From the Brantford Expositor in Ontario, Canada:
Brant MPP Dave Levac hopes the second time will be a charm for his private member's bill on educating students about the need to donate their organs.
Levac's bill, which would amend the Education Act to provide for education on organ donation at the senior level of the school curriculum, has passed first reading with second reading expected to be scheduled shortly.
The bill was first introduced in the last session of the legislature, but died on the order paper when the 2007 election was called.
In an interview, Levac said his bill is the result of attending a transplant bonspiel a couple of years ago.
The bonspiel provided a venue where invited transplant recipient and donor families could meet.
"I got to meet those recipients and those donor families and hear their stories first-hand," he said. "One of the hurdles they mentioned was the shortage of people who had signed the donor sections of their driver's licences, that left the system with a shortage of suitable organs."
During the last session, Health Minister George Smitherman formed a task force on the problem, which was led by the former Speaker Alvin Curling.
One of the task force's findings was that more public education is needed.
"There is a gap between those who say that they might donate and the actual number of donations that take place," said Levac.
"Ontario has a poor record compared to other provinces. Education can go a long way to correcting that gap."
He noted that despite Ontario's record, London has a very high rate of organ donations, partly because its public and separate school systems offer programs on the subject.

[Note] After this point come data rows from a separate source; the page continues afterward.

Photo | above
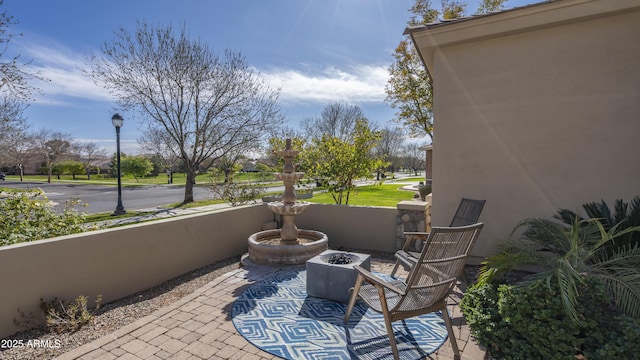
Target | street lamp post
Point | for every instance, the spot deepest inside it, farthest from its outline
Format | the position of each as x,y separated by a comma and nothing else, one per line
117,121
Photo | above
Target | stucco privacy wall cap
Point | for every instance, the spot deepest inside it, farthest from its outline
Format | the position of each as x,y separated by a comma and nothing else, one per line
545,14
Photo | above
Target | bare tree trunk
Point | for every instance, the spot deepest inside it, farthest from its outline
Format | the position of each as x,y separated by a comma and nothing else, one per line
188,188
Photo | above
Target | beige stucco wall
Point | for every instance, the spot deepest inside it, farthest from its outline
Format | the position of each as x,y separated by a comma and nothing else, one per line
535,110
118,262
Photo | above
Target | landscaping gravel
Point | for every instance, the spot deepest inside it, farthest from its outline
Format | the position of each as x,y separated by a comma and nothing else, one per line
38,343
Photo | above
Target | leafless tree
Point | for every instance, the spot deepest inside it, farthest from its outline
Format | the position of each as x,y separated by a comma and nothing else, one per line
414,158
89,153
53,146
207,104
14,77
158,143
337,120
391,141
14,138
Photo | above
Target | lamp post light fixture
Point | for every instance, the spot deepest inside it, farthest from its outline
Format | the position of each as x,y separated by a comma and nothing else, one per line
117,121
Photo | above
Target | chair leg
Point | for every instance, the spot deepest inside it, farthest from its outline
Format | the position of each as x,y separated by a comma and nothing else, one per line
387,322
395,268
452,337
353,298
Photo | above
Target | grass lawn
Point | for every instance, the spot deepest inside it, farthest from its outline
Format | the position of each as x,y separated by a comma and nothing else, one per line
371,195
178,179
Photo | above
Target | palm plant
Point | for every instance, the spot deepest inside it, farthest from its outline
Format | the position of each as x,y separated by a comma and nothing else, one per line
568,254
624,214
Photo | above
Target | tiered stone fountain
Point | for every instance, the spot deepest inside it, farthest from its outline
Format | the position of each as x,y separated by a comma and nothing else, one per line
288,245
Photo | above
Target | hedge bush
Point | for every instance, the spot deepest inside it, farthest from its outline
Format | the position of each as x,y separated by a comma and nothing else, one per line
528,321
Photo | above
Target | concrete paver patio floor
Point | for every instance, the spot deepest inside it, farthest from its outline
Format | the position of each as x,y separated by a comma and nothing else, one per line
199,326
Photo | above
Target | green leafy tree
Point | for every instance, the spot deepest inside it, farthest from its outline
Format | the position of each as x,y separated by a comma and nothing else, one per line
136,166
29,216
410,89
340,162
69,167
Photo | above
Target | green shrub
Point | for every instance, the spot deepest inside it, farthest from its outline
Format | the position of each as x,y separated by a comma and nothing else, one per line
28,216
61,316
528,321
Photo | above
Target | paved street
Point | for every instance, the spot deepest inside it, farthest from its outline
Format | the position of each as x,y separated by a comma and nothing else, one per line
103,198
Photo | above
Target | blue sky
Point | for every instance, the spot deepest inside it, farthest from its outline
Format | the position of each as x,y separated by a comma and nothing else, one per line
316,51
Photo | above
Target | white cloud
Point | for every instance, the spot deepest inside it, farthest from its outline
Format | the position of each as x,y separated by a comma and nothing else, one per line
62,69
354,85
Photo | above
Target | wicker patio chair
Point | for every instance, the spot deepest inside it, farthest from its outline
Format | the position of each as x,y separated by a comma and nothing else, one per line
468,213
428,284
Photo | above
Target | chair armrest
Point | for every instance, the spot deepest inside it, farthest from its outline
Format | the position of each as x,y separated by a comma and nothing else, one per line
375,280
411,237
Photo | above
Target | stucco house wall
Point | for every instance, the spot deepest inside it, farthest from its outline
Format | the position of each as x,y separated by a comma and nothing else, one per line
535,109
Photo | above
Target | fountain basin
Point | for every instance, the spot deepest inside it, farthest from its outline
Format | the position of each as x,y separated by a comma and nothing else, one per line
281,208
294,176
264,247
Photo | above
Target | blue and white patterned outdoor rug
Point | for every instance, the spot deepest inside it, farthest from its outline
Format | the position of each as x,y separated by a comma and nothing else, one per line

"We have a good example there so we wouldn't be reinventing the wheel," said Levac. "We could just borrow from them."
Private member's bills have a poor rate of success. Although Levac would like to see his bill succeed, he said he would be content if it were to find its way into government policy, and is prepared to be as tenacious on this one as he was with Sabrina's Law. That was his private member's bill telling schools how to handle the problem of anaphylactic shock caused by allergies to food substances or bee stings.
"That one died four times before making it on my fifth try."